Mayor’s death threat

Morgan receives warning over support for McBride family

Belfast Lord Mayor Martin Morgan has received a chilling death threat over his support for the family of a murdered North Belfast teenager.
The short threat that was sent to the first citizen’s office at the City Hall last week has since been passed to the PSNI for analysis.
The Lord Mayor confirmed the threat yesterday and said it was linked to his support for the family of New Lodge man Peter McBride.
Though did not wish to comment further, he stressed he would be continuing with his busy list of official engagements as normal.
The letter is a callous response to Martin Morgan’s continuing support for Jean McBride. Such is the revulsion at the decision to reinstate convicted murderers Andrew Fisher and Mark Wright back into the British army that both the SDLP Mayor and his counterpart in Derry Shaun Gallagher have boycotted NIO minister John Spellar over his support for the killer soldiers.
The letter said that Martin Morgan would be shot if the former Scots Guards were put out of the army.
Peter McBride was searched and shot dead by Fisher and Wright in September 1992 close to his home on the New Lodge. In 1995 the soldiers were convicted of murder after a judge branded their claims that Peter McBride was carrying a coffee jar bomb lies. In 1998 then British Secretary of State Mo Mowlam released the pair on licence. But a storm of outrage followed when it was revealed they were being returned to their regiment and that they had received army pay while locked up.

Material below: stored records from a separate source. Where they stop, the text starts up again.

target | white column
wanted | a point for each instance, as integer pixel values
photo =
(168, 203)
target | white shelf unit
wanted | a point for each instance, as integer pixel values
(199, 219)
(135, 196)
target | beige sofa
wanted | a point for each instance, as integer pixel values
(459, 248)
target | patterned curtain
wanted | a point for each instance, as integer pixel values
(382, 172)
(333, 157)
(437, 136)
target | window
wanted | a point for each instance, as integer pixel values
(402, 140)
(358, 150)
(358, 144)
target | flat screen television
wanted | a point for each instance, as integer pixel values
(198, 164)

Last week Peter McBride’s sister took her campaign for justice right to the heart of Whitehall standing in the Brent by-election.

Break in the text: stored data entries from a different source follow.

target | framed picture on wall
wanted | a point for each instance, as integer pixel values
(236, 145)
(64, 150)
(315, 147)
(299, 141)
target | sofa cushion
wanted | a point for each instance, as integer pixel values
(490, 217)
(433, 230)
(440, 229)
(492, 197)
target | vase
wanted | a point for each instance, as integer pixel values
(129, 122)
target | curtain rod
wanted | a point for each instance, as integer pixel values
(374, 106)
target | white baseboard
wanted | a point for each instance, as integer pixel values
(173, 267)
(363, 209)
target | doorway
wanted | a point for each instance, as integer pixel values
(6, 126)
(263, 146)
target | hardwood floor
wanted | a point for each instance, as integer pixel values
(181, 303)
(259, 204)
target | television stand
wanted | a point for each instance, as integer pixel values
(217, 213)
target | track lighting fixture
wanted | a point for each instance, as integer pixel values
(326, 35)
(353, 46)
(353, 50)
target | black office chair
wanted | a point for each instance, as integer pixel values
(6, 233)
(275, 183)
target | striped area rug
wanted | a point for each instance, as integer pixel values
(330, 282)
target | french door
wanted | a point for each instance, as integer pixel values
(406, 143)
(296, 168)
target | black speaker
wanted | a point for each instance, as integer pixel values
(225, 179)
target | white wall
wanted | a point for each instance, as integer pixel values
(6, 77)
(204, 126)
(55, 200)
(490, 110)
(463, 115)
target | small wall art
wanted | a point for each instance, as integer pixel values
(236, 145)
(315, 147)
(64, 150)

Campaigners including Martin Morgan argue that soldiers have been booted out of the army for offences as minor as smoking cannabis and cheating on a TV gameshow, but the killers of an Irishman continue to be protected by the establishment whilst Fisher was even promoted. John Spellar who sat on the 1998 army board that allowed the soldiers to return to the army has refused to explain why he allowed them back in. The minister who is now in charge of human rights and justice here told the McBride family recently there were still no plans to review the decision.

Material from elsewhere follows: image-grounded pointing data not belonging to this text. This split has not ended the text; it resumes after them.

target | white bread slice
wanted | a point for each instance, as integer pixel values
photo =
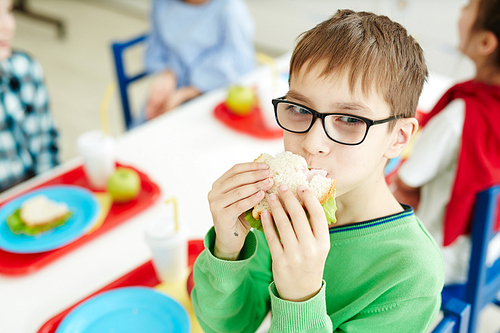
(291, 169)
(40, 210)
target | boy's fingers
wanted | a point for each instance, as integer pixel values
(297, 213)
(272, 237)
(317, 217)
(281, 220)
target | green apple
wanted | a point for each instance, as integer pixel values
(240, 99)
(124, 184)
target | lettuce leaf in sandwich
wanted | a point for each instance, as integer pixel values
(329, 207)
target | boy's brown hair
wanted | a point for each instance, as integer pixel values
(370, 48)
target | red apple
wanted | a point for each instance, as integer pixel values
(124, 184)
(240, 100)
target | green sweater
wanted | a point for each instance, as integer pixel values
(383, 275)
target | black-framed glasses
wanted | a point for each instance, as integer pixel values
(342, 128)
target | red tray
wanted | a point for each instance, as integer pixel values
(143, 275)
(20, 263)
(252, 124)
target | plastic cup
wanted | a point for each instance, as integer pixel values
(98, 153)
(169, 249)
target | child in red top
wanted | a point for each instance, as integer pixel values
(458, 152)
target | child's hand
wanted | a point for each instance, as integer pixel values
(238, 190)
(299, 259)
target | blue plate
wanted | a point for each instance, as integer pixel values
(81, 202)
(124, 310)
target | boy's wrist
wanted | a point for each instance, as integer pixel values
(225, 255)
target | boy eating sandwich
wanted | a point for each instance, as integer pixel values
(355, 80)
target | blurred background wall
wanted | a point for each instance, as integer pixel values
(79, 66)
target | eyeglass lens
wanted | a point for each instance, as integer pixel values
(345, 129)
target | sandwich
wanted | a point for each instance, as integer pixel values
(292, 170)
(38, 214)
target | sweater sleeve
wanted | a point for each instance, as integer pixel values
(308, 316)
(406, 316)
(232, 296)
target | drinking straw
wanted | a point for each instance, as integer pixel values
(104, 107)
(265, 59)
(173, 200)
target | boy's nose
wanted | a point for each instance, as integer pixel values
(316, 140)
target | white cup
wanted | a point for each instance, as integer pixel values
(169, 249)
(98, 153)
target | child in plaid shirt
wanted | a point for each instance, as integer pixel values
(28, 137)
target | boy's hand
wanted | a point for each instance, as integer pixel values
(238, 190)
(299, 259)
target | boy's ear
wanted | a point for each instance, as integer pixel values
(404, 130)
(488, 43)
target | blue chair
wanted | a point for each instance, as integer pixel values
(456, 317)
(483, 282)
(123, 79)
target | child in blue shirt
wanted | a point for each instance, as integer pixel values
(28, 136)
(195, 46)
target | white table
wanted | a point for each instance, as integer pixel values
(184, 152)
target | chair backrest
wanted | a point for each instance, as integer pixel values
(456, 315)
(123, 79)
(483, 282)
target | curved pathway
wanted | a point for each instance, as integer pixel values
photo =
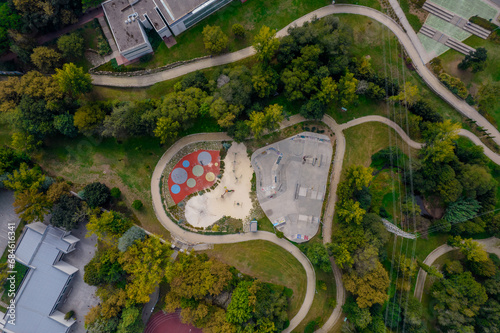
(404, 39)
(491, 245)
(193, 238)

Sinn Féin’s Gerry Kelly condemned the threat adding that campaigners for the McBrides were being targeted because the British government would not sack them.
“The responsibility clearly lies with the British government and its failure to act. People sending these senseless threats should stop straight away. I would like to hear what the British government has to say about this,” said Gerry Kelly.
Meanwhile the North Belfast News can reveal that the promotion of James Fisher was completed a full month before the second army board met to discuss the killers’ future in the army.
Paul O’Connor of the Pat Finucane Centre said the board had met in November 1998 despite the promotion of Fisher the previous October.
The North Belfast News asked the MoD if John Spellar knew Fisher was promoted. The MoD said: “The promotion of private ranks in the army is routine army business and not that of the minister.”